Ms Trish Skehan said her book “Frontline of the Pandemic” contained letters and reports, dated 1919, from doctors, nurses, patients, chaplains, reporters and teachers, who lived and worked at the front line of the epidemic in Australia.
Nearly 15,000 Australians died in the Spanish flu epidemic within a year, she said.
“These voices from the past speak of the distance between time and eternity being incredibly short for those brave souls, who knew that to work in this field would mean almost certain death.
“These stories uncannily mirror what is happening in our society and communities today.

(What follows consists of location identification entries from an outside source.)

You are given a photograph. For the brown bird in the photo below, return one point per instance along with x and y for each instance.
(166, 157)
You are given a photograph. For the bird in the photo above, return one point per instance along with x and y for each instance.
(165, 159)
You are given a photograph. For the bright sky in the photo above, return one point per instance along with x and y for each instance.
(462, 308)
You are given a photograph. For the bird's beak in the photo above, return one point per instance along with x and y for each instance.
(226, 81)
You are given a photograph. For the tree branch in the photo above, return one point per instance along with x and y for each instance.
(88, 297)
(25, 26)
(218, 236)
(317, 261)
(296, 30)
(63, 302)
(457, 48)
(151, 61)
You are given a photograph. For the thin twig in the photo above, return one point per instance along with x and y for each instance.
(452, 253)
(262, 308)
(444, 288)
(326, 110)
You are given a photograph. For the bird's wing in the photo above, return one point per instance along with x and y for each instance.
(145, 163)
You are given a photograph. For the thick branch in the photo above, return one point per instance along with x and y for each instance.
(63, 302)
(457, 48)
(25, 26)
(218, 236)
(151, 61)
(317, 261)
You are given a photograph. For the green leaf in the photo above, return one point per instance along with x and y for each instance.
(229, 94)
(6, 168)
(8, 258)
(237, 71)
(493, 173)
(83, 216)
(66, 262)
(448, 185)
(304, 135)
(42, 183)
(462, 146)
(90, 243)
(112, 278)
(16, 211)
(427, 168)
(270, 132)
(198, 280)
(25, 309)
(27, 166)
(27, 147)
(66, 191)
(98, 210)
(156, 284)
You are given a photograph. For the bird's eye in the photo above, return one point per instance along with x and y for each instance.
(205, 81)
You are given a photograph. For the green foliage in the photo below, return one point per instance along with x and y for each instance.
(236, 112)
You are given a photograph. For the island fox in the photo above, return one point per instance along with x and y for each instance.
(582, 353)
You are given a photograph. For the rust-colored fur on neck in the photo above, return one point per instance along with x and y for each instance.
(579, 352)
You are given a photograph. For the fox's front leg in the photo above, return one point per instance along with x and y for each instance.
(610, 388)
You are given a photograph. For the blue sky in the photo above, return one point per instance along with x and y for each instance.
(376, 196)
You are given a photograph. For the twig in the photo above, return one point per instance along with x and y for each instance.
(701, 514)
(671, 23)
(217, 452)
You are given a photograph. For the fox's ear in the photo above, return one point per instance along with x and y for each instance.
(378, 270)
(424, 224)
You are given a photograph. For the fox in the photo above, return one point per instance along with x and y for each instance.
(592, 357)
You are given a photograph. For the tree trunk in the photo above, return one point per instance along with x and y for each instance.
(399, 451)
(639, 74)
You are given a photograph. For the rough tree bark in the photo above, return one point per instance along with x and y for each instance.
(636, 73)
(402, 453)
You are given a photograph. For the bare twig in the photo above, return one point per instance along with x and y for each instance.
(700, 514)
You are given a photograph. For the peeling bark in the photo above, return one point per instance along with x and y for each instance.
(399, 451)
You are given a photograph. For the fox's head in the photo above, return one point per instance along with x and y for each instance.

“Schools and businesses shut, states in lockdown, borders closed – but with people trying desperate measures to get across – social distancing, wearing masks and protective gear, hospital intensive care wards filled with dying patients as doctors and nurses struggle to cope with the virus, while scientists desperately search for a vaccine.”
Ms Skehan said she had first come across the material through her involvement in the City of Canada Bay Heritage Society in Concord in 2013.
She had been approached to become archivist of the estate of Ethel Turner, author of Seven Little Australians, and to transcribe letters from her daughter who was a voluntary aide in the hospital at Concord West in 1919.
The Heritage Society also had archives from the Royal Prince Alfred Hospital, where the 1919 “cure” was discovered by Dr Dean, sourced in December for their Museum’s exhibition, Ms Skehan said.
“When I heard whispers of the coming pandemic early in January, I gathered my research notes and expanded the story about what was happening then in NSW.”
Ms Skehan said she had been invited to read extracts of the book for the official Remembrance Day ceremony, to be streamed from Martin Place on November 11.